Élans, élancements, puis retombées amères et délicieuses
… Si ma mère m’avait aimée, je ne serais pas celle que je suis devenue. J’ai toujours senti que j’étais de trop, qu’elle se forçait et que les explications sur ma naissance étaient ténébreuses et contradictoires. J’ai fini par comprendre ce qui était arrivé très tard. Sans cette histoire-là, je n’aurais pas fictionné, je n’aurais pas réinventé la vie.

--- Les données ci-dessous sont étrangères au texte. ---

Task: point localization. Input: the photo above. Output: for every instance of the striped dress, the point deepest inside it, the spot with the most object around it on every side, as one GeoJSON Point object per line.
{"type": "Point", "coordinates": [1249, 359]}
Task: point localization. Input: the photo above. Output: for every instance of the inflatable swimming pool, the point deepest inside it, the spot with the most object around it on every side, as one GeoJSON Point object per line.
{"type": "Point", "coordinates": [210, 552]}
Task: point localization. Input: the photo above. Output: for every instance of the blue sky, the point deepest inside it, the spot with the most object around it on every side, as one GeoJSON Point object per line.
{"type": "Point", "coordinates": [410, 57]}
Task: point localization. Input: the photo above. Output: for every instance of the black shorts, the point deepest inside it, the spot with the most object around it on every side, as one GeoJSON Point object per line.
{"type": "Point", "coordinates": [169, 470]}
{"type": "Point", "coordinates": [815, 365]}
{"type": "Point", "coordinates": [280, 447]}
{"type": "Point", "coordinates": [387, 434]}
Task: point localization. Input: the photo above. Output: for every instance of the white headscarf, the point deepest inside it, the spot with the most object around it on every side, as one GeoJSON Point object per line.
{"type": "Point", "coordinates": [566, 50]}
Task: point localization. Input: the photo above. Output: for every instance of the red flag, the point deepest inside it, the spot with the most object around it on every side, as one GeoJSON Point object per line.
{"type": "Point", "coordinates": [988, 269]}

Très tôt. Il y a toujours eu un mystère autour de mon prénom. Je lui demandais régulièrement pourquoi je m’appelais X, qui n’était pas un prénom de ma génération. Ses réponses variaient sans cesse. Elle m’avait d’abord dit qu’elle était convaincue qu’elle attendait un garçon et que, prise de court, elle avait choisi mon prénom dans un magazine. J’avais surtout entendu qu’elle voulait un garçon et que je n’étais pas la bienvenue !
Elle ne m’aimait pas, ne pouvait pas m’aimer et c’était son droit. Certains parents n’aiment pas leurs enfants. Je me suis toujours sentie de trop.
Je ne jurais que par l’école. Je me sentais coupable du rejet de ma mère, je n’avais aucune confiance en moi. Ce sont les professeurs qui m’ont poussée à faire des études.
J’ai eu de gros problèmes de santé qui étaient d’ordre psychosomatique, je refusais de manger. Je suis une survivante, j’aurais dû mourir à la naissance, je suis d’une incroyable ténacité, une vivace, comme disait ma mère. Il y avait un vœu de mort autour de moi que j’ai conjuré. Ça m’a pris du temps et des années d’analyse avant de me sentir à ma place.